We are standing in a so called ‘Kurban Kesim Yeri’, an open air space designated by Istanbul municipality to butcher animals for the Feast of Sacrifice. Mainly cows are slaughtered, but quite a few sheep too. It’s like a production line: on the right is where the butchering takes place, one by one ten cows and several sheep being killed by a couple of butchers. These ten are axed into big pieces, and then the butchers carry them to long tables on the left, where more butchers are standing. There the meat is cut into smaller pieces. The animals have all been bought live by people, and the animals have a number. When it’s your cow’s turn, you keep an eye on it, stand by as it is cut into smaller pieces and you keep big plastic bags ready to put the meat in.

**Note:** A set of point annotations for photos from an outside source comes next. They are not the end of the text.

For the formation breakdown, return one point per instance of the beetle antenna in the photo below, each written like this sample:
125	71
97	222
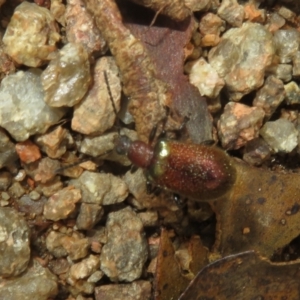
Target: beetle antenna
111	98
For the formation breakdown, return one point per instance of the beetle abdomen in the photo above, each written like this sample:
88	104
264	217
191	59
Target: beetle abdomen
198	171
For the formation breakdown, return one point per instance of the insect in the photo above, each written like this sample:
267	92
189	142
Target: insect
197	171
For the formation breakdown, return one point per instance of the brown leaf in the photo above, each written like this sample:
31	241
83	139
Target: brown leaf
261	212
245	276
169	280
166	42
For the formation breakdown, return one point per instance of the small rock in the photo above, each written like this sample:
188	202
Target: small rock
44	170
5	180
270	95
138	290
84	269
239	124
8	154
296	64
60	244
292	93
97	237
125	253
89	216
149	218
34	195
242	57
58	10
287	44
14	244
253	14
275	22
59	266
96	276
205	78
211	24
286	13
103	146
102	189
54	244
16	190
256	152
37	282
24	91
31	43
6	63
30	207
281	135
95	113
53	143
62	204
21	175
281	71
67	77
76	246
49	188
210	27
81	28
231	12
28	152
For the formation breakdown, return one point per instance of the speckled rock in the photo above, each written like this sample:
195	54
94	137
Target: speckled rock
60	244
270	96
292	93
14	243
205	78
37	283
231	12
81	28
275	22
8	154
239	124
103	189
95	113
43	170
62	204
256	152
76	245
28	152
58	10
89	215
125	253
84	269
103	146
16	190
5	180
210	27
281	135
281	71
67	77
54	143
138	290
242	57
54	244
296	64
23	111
287	44
27	42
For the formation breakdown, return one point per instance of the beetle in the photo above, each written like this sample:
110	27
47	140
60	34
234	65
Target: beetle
194	170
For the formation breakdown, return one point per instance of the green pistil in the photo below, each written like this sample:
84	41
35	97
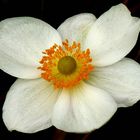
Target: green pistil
67	65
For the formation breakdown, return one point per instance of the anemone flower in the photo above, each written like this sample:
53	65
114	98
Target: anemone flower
73	78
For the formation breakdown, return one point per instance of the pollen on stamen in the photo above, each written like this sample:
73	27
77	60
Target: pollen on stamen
65	66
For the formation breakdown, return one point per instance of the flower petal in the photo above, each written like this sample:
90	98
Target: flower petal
28	106
76	27
113	35
121	80
22	41
83	109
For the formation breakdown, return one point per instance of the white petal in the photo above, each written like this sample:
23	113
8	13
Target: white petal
113	35
83	109
76	27
121	80
28	106
22	41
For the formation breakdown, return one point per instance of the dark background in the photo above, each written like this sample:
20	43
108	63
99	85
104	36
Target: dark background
126	122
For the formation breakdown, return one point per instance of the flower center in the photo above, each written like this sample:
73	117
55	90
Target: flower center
65	66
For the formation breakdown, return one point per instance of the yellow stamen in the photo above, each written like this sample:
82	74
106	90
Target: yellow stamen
65	66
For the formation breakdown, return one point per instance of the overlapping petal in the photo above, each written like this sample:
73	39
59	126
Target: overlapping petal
76	27
29	105
83	109
113	35
121	80
22	41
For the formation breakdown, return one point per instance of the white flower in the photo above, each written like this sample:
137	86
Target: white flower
84	63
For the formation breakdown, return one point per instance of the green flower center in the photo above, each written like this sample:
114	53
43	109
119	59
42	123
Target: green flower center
67	65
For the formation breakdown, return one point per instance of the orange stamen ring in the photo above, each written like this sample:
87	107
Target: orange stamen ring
53	56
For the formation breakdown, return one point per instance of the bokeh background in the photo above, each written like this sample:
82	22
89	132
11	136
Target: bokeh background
126	122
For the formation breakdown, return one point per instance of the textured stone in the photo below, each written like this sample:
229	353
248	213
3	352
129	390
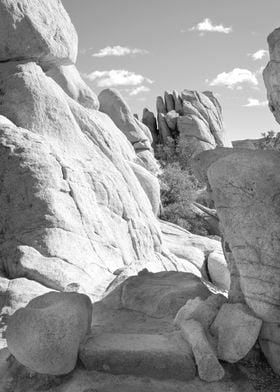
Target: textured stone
45	335
150	121
274	44
178	102
161	108
69	79
157	356
139	135
150	184
270	344
209	368
112	103
218	269
157	294
169	101
245	187
72	210
202	311
237	330
164	131
171	120
37	29
191	248
271	76
17	293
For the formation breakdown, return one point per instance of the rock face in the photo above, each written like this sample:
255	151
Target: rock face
112	103
237	330
69	79
245	185
160	294
45	335
199	255
209	368
75	203
41	30
194	118
271	73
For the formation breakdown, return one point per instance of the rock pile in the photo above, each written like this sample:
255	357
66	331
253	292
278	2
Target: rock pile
244	185
76	202
194	118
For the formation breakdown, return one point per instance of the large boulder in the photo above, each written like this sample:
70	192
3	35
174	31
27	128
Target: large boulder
203	254
37	29
139	135
245	187
237	330
271	74
159	294
69	79
45	335
73	210
194	119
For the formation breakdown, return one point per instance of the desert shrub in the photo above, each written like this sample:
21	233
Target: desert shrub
179	188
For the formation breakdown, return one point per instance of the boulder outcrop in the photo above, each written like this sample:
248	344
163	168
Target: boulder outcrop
192	118
244	185
139	135
76	204
45	335
37	30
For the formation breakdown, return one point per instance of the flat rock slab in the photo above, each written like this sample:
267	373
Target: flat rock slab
157	356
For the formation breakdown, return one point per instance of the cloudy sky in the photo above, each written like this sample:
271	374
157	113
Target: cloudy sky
143	47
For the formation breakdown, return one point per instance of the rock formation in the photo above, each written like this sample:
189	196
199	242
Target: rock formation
271	74
194	118
139	135
77	203
244	185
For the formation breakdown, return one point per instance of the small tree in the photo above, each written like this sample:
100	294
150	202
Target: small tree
178	187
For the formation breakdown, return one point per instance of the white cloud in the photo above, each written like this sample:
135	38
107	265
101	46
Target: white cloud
259	54
235	78
139	89
118	51
207	26
117	77
253	102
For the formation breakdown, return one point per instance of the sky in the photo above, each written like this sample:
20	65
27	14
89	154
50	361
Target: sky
144	47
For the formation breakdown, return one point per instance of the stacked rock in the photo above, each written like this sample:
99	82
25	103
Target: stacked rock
75	203
139	135
194	118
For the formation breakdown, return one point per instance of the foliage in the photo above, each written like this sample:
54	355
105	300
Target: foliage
178	187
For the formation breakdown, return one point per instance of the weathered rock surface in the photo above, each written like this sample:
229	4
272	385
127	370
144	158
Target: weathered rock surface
249	220
37	29
271	74
157	356
139	135
270	344
157	294
237	330
202	311
204	254
209	368
73	210
45	335
192	118
69	79
150	121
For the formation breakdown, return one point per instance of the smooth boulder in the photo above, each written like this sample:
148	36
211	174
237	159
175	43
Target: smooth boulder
45	335
37	29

It’s a bloody scene and the smell is horrible. I can take it, simply because I’m a very curious woman, interested in everything. But the man standing next to me is disgusted, totally disgusted. He has seen the Feast of Sacrifice butchering since he was a small child, but never like this. He explains that if you follow the Islamic rules, the cow should be blindfolded, it needs to be comforted and stroked – ‘The animal must feel loved’ – and before the throat is slit, a prayer must be said. And he is right, I remember it happened just like that last year, when I was in a village during these days and watched the sacrificing. ‘You are not allowed to scare the animal’, the angry, disillusioned man tells me. ‘But these animals are waiting in line, see the other cows get killed, walk on the remains of their kind, smell the blood. They don’t think like us humans, of course, but I’m sure they are very scared.’
At that moment – and I’m not making this up – people around us start running: one of the cows that was about to be thrown over on the floor to be killed broke loose and ran towards us. I run, the guy I was talking to runs, we and some other people almost fall and are almost knocked over by the cow. A scary moment, and it instantly makes clear what the man was saying: there is nothing much religious and sacred about the slaughtering going on here. He says: ‘We wanted to have a cow killed here, but we cancelled our plans on seeing this. We are Muslims, how could we ever eat meat that is prepared like this on a religious day?’ Then he walks off.
I’m off too. My legs are trembling. On the way home, I pass by a bakery shop. I buy a big fat piece of pie. You could call it comfort food.